Mr Bean lectures the prudent, the savers, that they must go out and spend more. He tells us the whole point of providing practically no return on our desposits and savings is to persuade us to spend more.

Doesn’t Mr Bean – or the Bank – realise that the UK has a treble deficit problem. It’s not just the public sector that has borrowed too much. In the boom years individuals borrowed too much as well. We are all collectively embarked on cutting the mortgage and putting some more money into savings and pensions. We also have a balance of payments deficit. We need to export more and import less.

Consumers might spend more if they got a better return on their savings and had more savings income. With the current cripplingly low level of savings income people are saving more to try to compensate. As house prices fall, people become more alarmed by the level of the mortgage. Mr Bean doesn’t understand human nature, let alone economics.

Mr David Miliband undermines his brother’s big day

David Miliband’s refusal to answer the simple question, does he want to be in Shadow Cabinet, is a distraction Ed Miliband could do without. Mr David’s carefully contrived soundbite that he does not wish to distract from Ed’s day and week achieves the opposite of what it says.

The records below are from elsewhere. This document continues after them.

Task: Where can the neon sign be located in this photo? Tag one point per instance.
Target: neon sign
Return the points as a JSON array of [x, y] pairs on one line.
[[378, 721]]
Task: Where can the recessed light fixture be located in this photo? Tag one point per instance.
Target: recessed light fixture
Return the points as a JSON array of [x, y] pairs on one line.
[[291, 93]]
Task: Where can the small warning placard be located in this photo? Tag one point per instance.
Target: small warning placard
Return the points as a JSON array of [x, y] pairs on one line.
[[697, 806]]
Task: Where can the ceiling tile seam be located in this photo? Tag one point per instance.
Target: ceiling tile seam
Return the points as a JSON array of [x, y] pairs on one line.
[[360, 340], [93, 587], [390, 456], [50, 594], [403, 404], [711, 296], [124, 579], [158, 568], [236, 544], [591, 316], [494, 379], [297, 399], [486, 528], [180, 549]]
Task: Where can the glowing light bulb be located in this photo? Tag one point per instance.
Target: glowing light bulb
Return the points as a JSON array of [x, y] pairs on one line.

If Mr David wants to help his brother he should make a simple statement that he will support him in any way the new Leader chooses, and will – or will not – be running for Shadow Cabinet. It is difficult to see why people think he would make a good new Head of the IMF. I seem to remember Mr Davidf Miliband supported all of Mr Brown’s disastrous economic policies which got the UK economy and banks into such a mess. The world does not need more of such misjudgment. I do not recall Mr Miliband warning against the credit boom, nor warning that the authorities then overdid the bust.

Rush to the exit to avoid UK taxes

A combination of Corporation Tax, 50% income tax on higher incomes and 28% captial gains tax was always going to put some people off coming to the UK. The question was how many would it also send away.

Yesterday one of our large companies, Wolseley, announced it was going to the Channel Islands and Switzerland to get away from UK tax rates and the Inland Revenue. It follows Shire and Ineos, and various investment businesses. It should have come as no surprise, as some of us have been warning for some time that the UK is no longer tax competitive. It’s a footloose world out there for entrepreneurs and businesses. Other jurisdictions now are friendlier and set lower tax rates than we do, so people and companies take up their offers.

The British political class is indulging in one of its phases of moralising and bashing anyone with a bit more money than the neighbours. We are told they should not seek to minimise their tax bills. They should stay here and help the country pay off its debts. They may not be easily persuaded.

All this would be easier to sell if the political classes themselves sought to maximise their own tax bills. There have been cases of prominent Labour, Lib Dem and Conservative MPs, peers and donors who have taken good advice to lower their tax bills legally. I see nothing wrong with them doing that, but the parties should not then turn round and tell people taking sensible precautions to keep their own tax down that such an approach is unpatriotic, immoral or worse. Most sensible people seek to reduce their tax bills by legal means. The government itself encourages that with its tax shelters for National Savings, pension investment, ISAs, charitable giving, family gifts seven years before death and the like.

I found myself agreeing with Mr Darling yesterday. He said that it would be increasingly difficult to collect more tax from income and profits, as successful people and businesses will simply shift tax jurisdiction if the UK puts up its rates. He might have added the way to increase the UK tax take from the rich and successful is simple – cut the rates, then more will want to come here and stay here.